Les communautés forestières du massif d’Itombwe n’ont jamais été contre la conservation ou le classement de la région. Leur bonne foi s’est manifestée de plusieurs façons : dans l’accueil réservé aux visiteurs et aux délégations en mission de recherche sur le massif d’Itombwe, dans leur réponse aux différentes invitations pour participer aux assises traitant d’Itombwe, dans les déclarations de leurs chefs coutumiers…
Cependant, les chefs coutumiers d’Itombwe opposent une farouche résistante à toute tentative d’ériger la forêt d’Itombwe en réserve naturelle de type intégral, tant il est vrai que leur vie en dépend intégralement. [La déclaration des chefs traditionnels d’Itombwe est disponible (en français) sur : http://www.wrm.org.uy/countries/Africaspeaks/RDC_massif_forestier_dItombwe.pdf].
Dans la rencontre de Kamituga, tenue en date du 23 septembre 2005 et celle de Bukavu, en date du 9 avril 2006, complétées par la rencontre de Kitopo/Itombwe des 28 et 29 juin 2007 et par le forum sur le massif d’Itombwe tenu les 24 et 25 juin 2008 à Bukavu, chef-lieu de la province du Sud-Kivu, les chefs coutumiers ont réitéré leur vœu de voir la faune et la flore protégées tout en veillant à l’intégrité physique et culturelle de la population locale.
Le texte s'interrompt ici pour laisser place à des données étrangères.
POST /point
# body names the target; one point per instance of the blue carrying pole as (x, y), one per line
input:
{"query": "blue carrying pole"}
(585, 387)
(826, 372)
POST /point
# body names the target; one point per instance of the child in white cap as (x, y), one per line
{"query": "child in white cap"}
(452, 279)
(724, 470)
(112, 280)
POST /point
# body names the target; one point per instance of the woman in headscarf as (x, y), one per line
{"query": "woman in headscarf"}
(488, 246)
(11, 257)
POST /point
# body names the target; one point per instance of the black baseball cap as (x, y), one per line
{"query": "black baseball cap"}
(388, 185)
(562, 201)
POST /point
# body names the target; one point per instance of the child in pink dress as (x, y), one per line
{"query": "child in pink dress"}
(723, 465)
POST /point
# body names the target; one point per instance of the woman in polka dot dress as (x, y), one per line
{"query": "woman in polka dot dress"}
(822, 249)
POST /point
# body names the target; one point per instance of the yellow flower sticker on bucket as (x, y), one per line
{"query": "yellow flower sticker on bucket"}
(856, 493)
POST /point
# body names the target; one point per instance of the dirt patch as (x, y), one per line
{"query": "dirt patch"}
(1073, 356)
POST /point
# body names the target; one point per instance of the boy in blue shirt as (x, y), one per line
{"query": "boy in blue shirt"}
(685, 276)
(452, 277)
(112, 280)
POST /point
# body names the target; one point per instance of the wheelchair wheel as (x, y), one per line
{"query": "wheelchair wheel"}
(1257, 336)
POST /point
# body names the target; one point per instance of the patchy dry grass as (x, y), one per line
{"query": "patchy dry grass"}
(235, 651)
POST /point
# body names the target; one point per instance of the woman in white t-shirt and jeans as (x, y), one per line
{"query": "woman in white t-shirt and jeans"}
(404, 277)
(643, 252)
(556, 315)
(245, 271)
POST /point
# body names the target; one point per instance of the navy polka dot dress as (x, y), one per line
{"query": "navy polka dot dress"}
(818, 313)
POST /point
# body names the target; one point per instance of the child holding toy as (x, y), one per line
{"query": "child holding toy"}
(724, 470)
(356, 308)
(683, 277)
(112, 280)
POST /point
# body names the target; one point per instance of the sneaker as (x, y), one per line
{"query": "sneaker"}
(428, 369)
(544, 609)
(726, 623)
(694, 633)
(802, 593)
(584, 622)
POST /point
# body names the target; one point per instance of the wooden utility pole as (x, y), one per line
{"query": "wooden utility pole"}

En effet, le massif d’Itombwe joue un rôle essentiel dans le maintien de leurs pratiques traditionnelles, culturelles et spirituelles. Ils ont souligné qu’ils observent encore des ombres dans le processus de classement du massif par rapport à l’application du code forestier, et surtout en ce qui concerne les intérêts des communautés locales et des peuples autochtones dans la mise en place de mécanismes de conservation participative.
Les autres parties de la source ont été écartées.